When It’s Okay To Chase Hot Stocks

“Don’t chase hot stocks” — time and time again, investors are warned not to jump on the bandwagon of a red-hot stock. But in his latest for NASDAQ.com, Validea CEO John Reese says that there are plenty of exceptions to that rule.

“Generally it’s good advice — throughout history many investors have been pummeled because they tried to ride the momentum wave, and jumped on hot stocks just before the wave crashed. (Just ask those who went headlong into tech stocks around 2000.),” Reese writes. “But the ‘don’t chase hot stocks’ advice is, in fact, incomplete,” he adds. “The full version should be more like this: ‘Don’t chase hot, expensive stocks’.”

Reese says that distinction is an important one. “High-flying, overpriced stocks often lose steam and then come crashing down from great heights,” he says. “But high-flying inexpensive stocks can continue to fly high for some time — and they don’t have as far to fall if their momentum wanes. If used alongside valuation metrics, momentum can thus actually be a very helpful part of your stock-picking approach.”

Reese talks about three investment gurus who combined value with momentum in their stockpicking approaches: James O’Shaughnessy, and Tom and David Gardner.
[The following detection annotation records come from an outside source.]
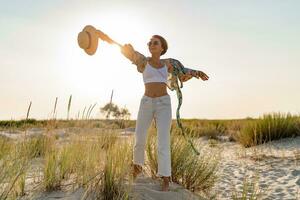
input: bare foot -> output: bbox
[132,164,143,179]
[162,176,170,191]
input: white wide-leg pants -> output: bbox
[133,94,172,177]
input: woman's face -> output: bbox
[148,37,164,55]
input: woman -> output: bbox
[121,35,208,191]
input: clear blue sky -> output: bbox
[0,0,300,120]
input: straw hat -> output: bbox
[77,25,98,55]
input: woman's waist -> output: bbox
[145,82,168,98]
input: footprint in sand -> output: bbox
[292,169,300,176]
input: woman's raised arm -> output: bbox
[121,44,147,73]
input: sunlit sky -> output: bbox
[0,0,300,120]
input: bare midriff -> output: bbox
[144,82,168,98]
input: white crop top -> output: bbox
[143,62,168,83]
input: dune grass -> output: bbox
[235,113,300,147]
[231,174,265,200]
[146,125,219,194]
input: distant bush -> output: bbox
[235,113,300,147]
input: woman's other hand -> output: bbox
[190,70,209,81]
[121,44,134,59]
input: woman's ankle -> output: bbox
[162,176,170,191]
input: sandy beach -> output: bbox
[0,128,300,200]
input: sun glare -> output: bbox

He also looks at a handful of stocks that get high marks from his Guru Strategies, which are based on the approaches of O’Shaughnessy, the Gardners, and other investment greats. Among them: temporary staffing firm TrueBlue Inc.

How To Deal With All Those Conflicting Investment Opinions

With so many financial news outlets offering so many often conflicting headlines and opinions, how is an investor to know what to do? That’s a question that Validea CEO John Reese looks at in his latest column for Canada’s Globe and Mail.
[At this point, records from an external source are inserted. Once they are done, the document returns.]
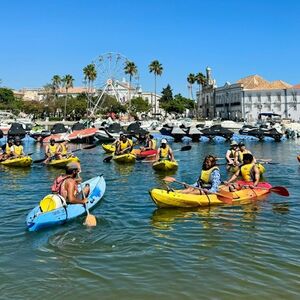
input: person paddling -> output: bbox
[11,137,25,158]
[141,133,156,151]
[45,138,62,164]
[51,163,90,204]
[224,153,260,191]
[115,133,133,155]
[156,139,175,161]
[180,155,221,195]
“In an arena as complex as the stock market, there are always two sides to an issue – and sometimes many more – and you can almost always find data to support any of those sides,” Reese writes. “So, as convincing as they may be, a particular headline and article can lead you into big trouble if you let them guide your investment decisions. That doesn’t mean you should ignore the financial news. Information is still power. But how you use the overabundance of information that exists today is key.”

Reese offers a few tips for how investors can find their way through the thick forest of conflicting opinions. He cites the research of Dr. Philip Tetlock, who has performed extensive research on the issue of forecasters and forecasting. “Dr. Tetlock, a psychologist and management professor, did find that some types of forecasters are better than others,” Reese says. “Using terms that philosopher Isaiah Berlin used to describe two broad types of thinkers, Dr. Tetlock said that “foxes” did better than “hedgehogs.” “The better forecasters were like [Berlin’s] foxes: self-critical, eclectic thinkers who were willing to update their beliefs when faced with contrary evidence, were doubtful of grand schemes and were rather modest about their predictive ability,” Dr. Tetlock told Money magazine. The less successful forecasters were like hedgehogs, which “ ‘know one big thing,’ toil devotedly within one tradition, and reach for formulaic solutions to ill-defined problems.”

To think like a fox, Reese says investors should gather much information as they can before making a decision, particularly information representing opposing viewpoints. “When you have an opinion, ask yourself, ‘How might I be wrong?'” he says.